There is common ground on the issue of immigration between Leave and Remain voters who disagreed on the referendum question, finds a new report today from British Future, ‘Disbanding the tribes: what the referendum told us about Britain (and what it didn’t)‘.

Most share nuanced views on the pressures and gains that immigration brings to Britain and a desire for a system that can be trusted to work  – and will both need to be involved in the debates to come on how we manage immigration.

Three quarters (74%) of the public, including 84% of Leave voters and 69% of those who voted for Remain, agree that “Immigration brings pressures as well as gains and our decision to Leave the EU gives us a chance to change the system. What we need now is a sensible policy to manage immigration so we control who comes here but still keep the immigration that’s good for our economy and society, and maintains our tradition of offering sanctuary to refugees who need our protection”.

Those on the losing side, the report argues, need to work through the grieving process to its final phase – acceptance – and become a strong voice in the debates we must now have about the kind of Britain we want to be after Brexit.  The report focuses on the need to disband the referendum’s 48% and 52% tribes and move on, and says the Government, too, will need to engage both sides of the referendum debate and involve the public more in the decisions we make on immigration.

The report draws on new ICM polling for British Future conducted immediately after the referendum. It finds that voters wanted a conversation about immigration during the referendum debate but did not like what they got:

Two-thirds of the public (64%), including over half (52%) of Leave voters, felt the campaign became ‘dangerously overheated’.
Two-thirds (64%) also said it risked creating prejudice and division.
Only a quarter (26%) of the public, and a third (37%) of Leave voters, felt the tone was sensible and didn’t cross over into prejudice, while 42% disagreed.

But half the public (48%) thought politicians were scared to talk about immigration for fear of offending sensibilities, including 35% of Remain voters.

Forty-seven said the Leave campaign talked too much about immigration, including a fifth (20%) of Leave supporters; 39% thought Remain talked too little about it, including 28% of Remain voters, rising to 37% of those undecideds who made up their minds during the campaign to vote Remain. Most people (55%) felt Nigel Farage’s ‘Breaking point’ poster went too far, including half (49%) of those ‘undecided Leavers’ who made their minds up during campaign.

Voters were critical, too, of the arguments deployed by the two referendum campaigns, including those of their own side:

Nearly two-thirds (63%) of people thought that Remain focused too much on scare stories, including half (50%) of those who backed the campaign to stay in the EU. Forty-nine per cent thought the Leave campaign focused too much on scare stories.  Both campaigns were accused of talking too much about unproven facts and figures.

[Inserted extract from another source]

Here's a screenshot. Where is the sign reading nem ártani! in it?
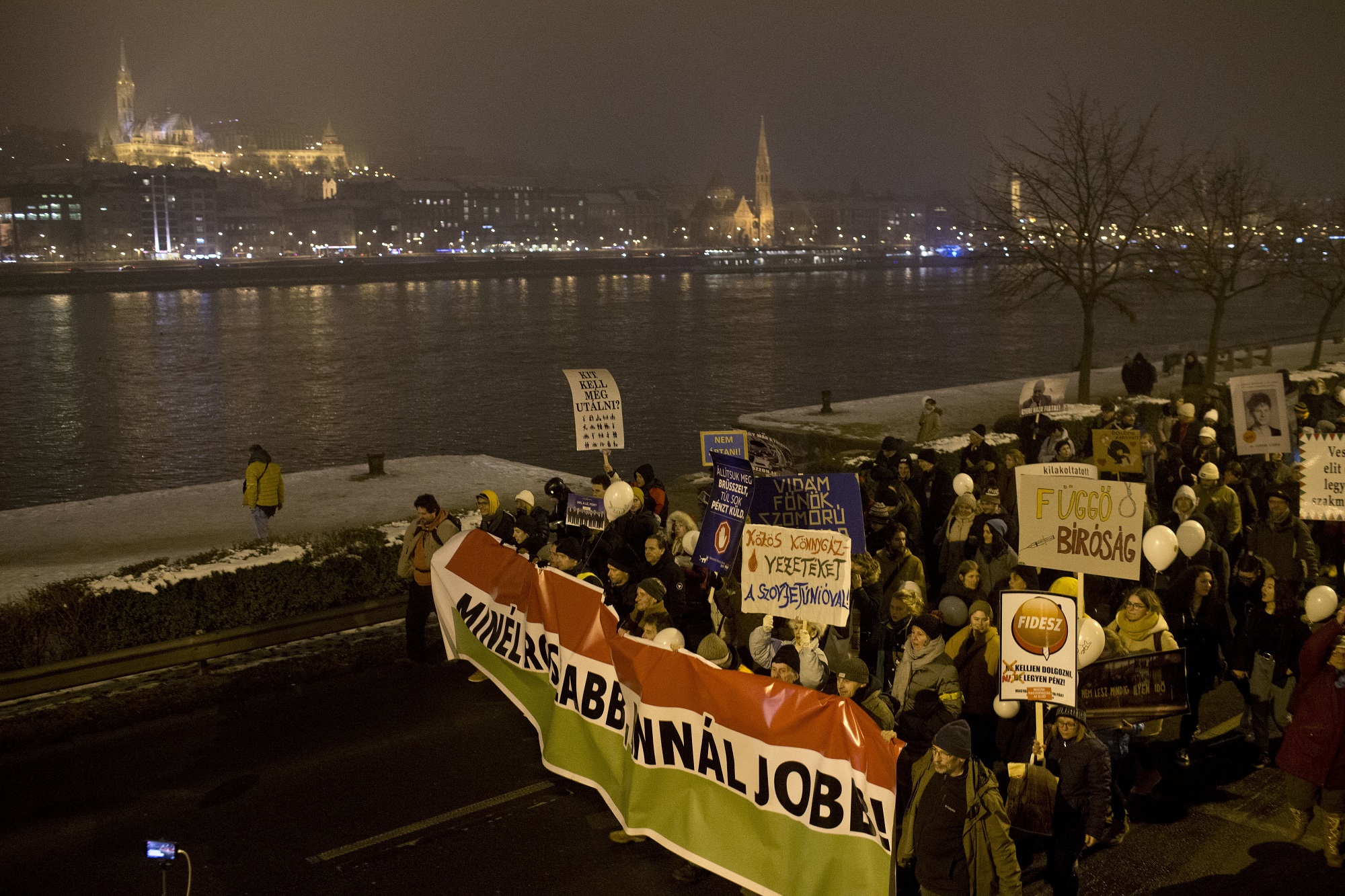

Fifty-six per cent thought Remain did so, including 41% of people who voted to stay in the EU.  Half the public (52%) also thought that the Leave campaign talked too much about unproven facts and figures, including a third (32%) of Leave voters.
Across the UK, the report’s detailed local analysis of referendum results shows a patchwork, not a polarisation. The areas that voted most strongly for Leave had very different characteristics: areas of high migration and population change, like parts of the Fens in the east of England, which voted Leave by up to 75%; towns in the Midlands with low immigration but which have lost their traditional industrial base, particularly in the East Midlands and North; and more prosperous rural shires of England such as Dorset, Herefordshire and Wiltshire.

Even within those diverse areas, the research finds, neighouring districts returned significantly different referendum results. One characteristic that may link those areas that voted most keenly to Leave the EU, the report suggests, is how they have perceived, and responded to immigration – with more open and ‘resilient’ areas less likely to have voted to end free movement from the EU.

It would be a crude over-simplification to caricature the referendum simply as a victory of older, anti-immigration voters over young cosmopolitans. A fifth of those who feel most strongly that immigration has been bad for Britain voted to Remain in an EU with free movement; a fifth of those who feel most strongly that immigration has been good for Britain voted to Leave. There is more in common between the two referendum tribes than we think – which is why the report argues they must now be disbanded as we seek constructive solutions to the challenges of making Brexit work for all of us.